In setting the scene for an early Nevada pistoleer named Farmer Peel, DeArment gives us a bit of Mark Twain in describing how gunmen were regarded in the silver camps: “The desperado stalked the streets with a swagger graded according to the number of homicides, and a nod of recognition from him was sufficient to make a humble admirer happy for the rest of the day… When he moved along the sidewalk in his excessively long frock-coat, shiny stump-toed boots, and with dainty little slouch hat tipped over left eye, the small fry of roughs made room for his majesty,” Twain recalled in Roughing It. “The best known names in the Territory of Nevada were those belonging to these long-tailed heroes of the revolver.”
Farmer Peel (who was given the nickname by his peers because he looked nothing like a farmer) died on in Montana in 1867, during a gunfight with gambling rival John Bull.

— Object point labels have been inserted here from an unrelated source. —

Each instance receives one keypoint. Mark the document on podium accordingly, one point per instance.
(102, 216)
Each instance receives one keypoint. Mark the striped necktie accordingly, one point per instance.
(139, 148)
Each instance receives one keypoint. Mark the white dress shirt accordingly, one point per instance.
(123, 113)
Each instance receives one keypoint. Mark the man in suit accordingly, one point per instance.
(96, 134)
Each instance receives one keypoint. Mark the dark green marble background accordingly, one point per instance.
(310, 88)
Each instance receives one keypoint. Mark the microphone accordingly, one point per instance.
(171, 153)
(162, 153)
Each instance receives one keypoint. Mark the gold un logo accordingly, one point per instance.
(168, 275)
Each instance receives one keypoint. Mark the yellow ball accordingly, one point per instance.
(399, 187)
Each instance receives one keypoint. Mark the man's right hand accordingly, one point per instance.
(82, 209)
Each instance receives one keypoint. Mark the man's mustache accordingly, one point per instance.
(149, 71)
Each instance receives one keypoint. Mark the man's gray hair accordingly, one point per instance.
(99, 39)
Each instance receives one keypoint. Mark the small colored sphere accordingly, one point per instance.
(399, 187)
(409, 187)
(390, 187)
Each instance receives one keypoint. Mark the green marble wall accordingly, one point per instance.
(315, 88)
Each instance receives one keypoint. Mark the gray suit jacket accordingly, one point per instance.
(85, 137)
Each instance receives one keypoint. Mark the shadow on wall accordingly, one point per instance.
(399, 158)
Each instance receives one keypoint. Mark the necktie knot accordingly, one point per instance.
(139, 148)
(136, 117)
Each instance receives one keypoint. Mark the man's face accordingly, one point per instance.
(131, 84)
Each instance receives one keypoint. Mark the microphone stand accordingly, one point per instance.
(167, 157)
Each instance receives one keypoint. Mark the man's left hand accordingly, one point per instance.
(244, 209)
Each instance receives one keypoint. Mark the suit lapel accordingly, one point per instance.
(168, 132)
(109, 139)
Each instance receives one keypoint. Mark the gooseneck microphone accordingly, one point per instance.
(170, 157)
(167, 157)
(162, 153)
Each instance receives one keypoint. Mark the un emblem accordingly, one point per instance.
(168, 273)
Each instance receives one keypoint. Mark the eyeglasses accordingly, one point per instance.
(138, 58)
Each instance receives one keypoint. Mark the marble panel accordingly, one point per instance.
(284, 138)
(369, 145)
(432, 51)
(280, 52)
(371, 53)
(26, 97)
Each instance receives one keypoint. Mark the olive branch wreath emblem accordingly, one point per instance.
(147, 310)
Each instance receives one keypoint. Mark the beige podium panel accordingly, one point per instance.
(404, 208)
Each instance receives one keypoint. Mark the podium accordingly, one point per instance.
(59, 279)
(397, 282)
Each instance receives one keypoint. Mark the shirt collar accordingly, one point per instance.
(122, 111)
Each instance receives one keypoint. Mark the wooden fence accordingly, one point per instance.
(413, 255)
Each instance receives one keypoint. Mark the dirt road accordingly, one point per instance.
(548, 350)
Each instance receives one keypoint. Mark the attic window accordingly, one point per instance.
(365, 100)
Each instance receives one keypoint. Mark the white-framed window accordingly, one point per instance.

Peel was walking arm-in-arm with his mistress when, according to one account, they were confronted by Bull with pistol drawn and murderous intent. But Peel could not jerk his gun hand loose from the frightened woman’s grasp quick enough to defend himself, and Bull ended the dispute with three bullets – the last fired into Peel’s head at point-blank range.
In recounting the life of gambler Charley Harrison, DeArment does a good job of portraying the rip-roaring days of early Denver and Harrison’s death, as a Confederate officer, after a running fight with a band of Osage on the Verdigris River in southeast Kansas. As for lawman Ed Short, the author gives us a sober account of his killing in a toe-to-toe shootout in a Rock Island mail car with a member of the Dalton Gang. But DeArment truly shines when he recounts the life of Jim Levy, the only known Jewish gunman in the west.
Levy, a professional gambler, gained fame for his drunken and deadly shooting matches in gambling halls from Deadwood to Tombstone. After an argument with a fellow sharp in Tucson, Levy – who was flat-broke and perhaps mentally unstable – agreed to end the quarrel with a duel across the border into Mexico, and a hat was passed to raise thirty dollars to pay for a wagon to convey the combatants and their entourages. But the law got wind of the fight and spoiled the fun. But that wasn’t the end of it; the other fighter and two of his friend ambushed Levy when he emerged from a Tucson hotel. Levy fell dead on the sidewalk, and a newspaper reporter on the scene claimed he was unarmed. Levy was forty, rather old for his line of work.
But the story of Hill Loftis is perhaps the most disturbing of DeArment’s dozen.
Loftis – who also went by the aliases Tom Ross and Charles Gannon – had a rap sheet that ran from the Old West to the eve of the Great Depression. He was part of the Red Buck Waightman Gang that attempted robbery and successfully pistol-whipped the owner at Waggoner’s Store in Oklahoma Territory on Christmas Eve, 1895, and later holed up in a dugout and fought it out in the bitter cold with a posse of lawmen. But Loftis escaped, and remained a fugitive for many years, spending some time in South American but eventually returning to the states. Loftis was apparently easy to spot, having a head shaped like a buffalo’s and chilling black eyes. One Texas Ranger who chased him even believed that perhaps the outlaw’s peculiarly elongated head “caused some pressure on the brain, and might account for his vicious tendencies.” Loftis was convicted of murder in Texas, but later broke prison. He remained on the run until 1929, when during a thirty degree below night in a Montana line camp he killed a range detective by the name of Ralph Hayward who had been sent to smoke him out. After shooting Hayward to death, Loftis ordered the other cowboys out into the cold, burned all personal papers, and wrote a suicide note – then put a pistol to his head and pulled the trigger.
With this volume, with its copious notes and thorough index, DeArment has once again added to the body of Old West scholarship. He has also provided solid entertainment for the casual reader looking for something fresh amid the stale and often-told tales from the outlaw trail.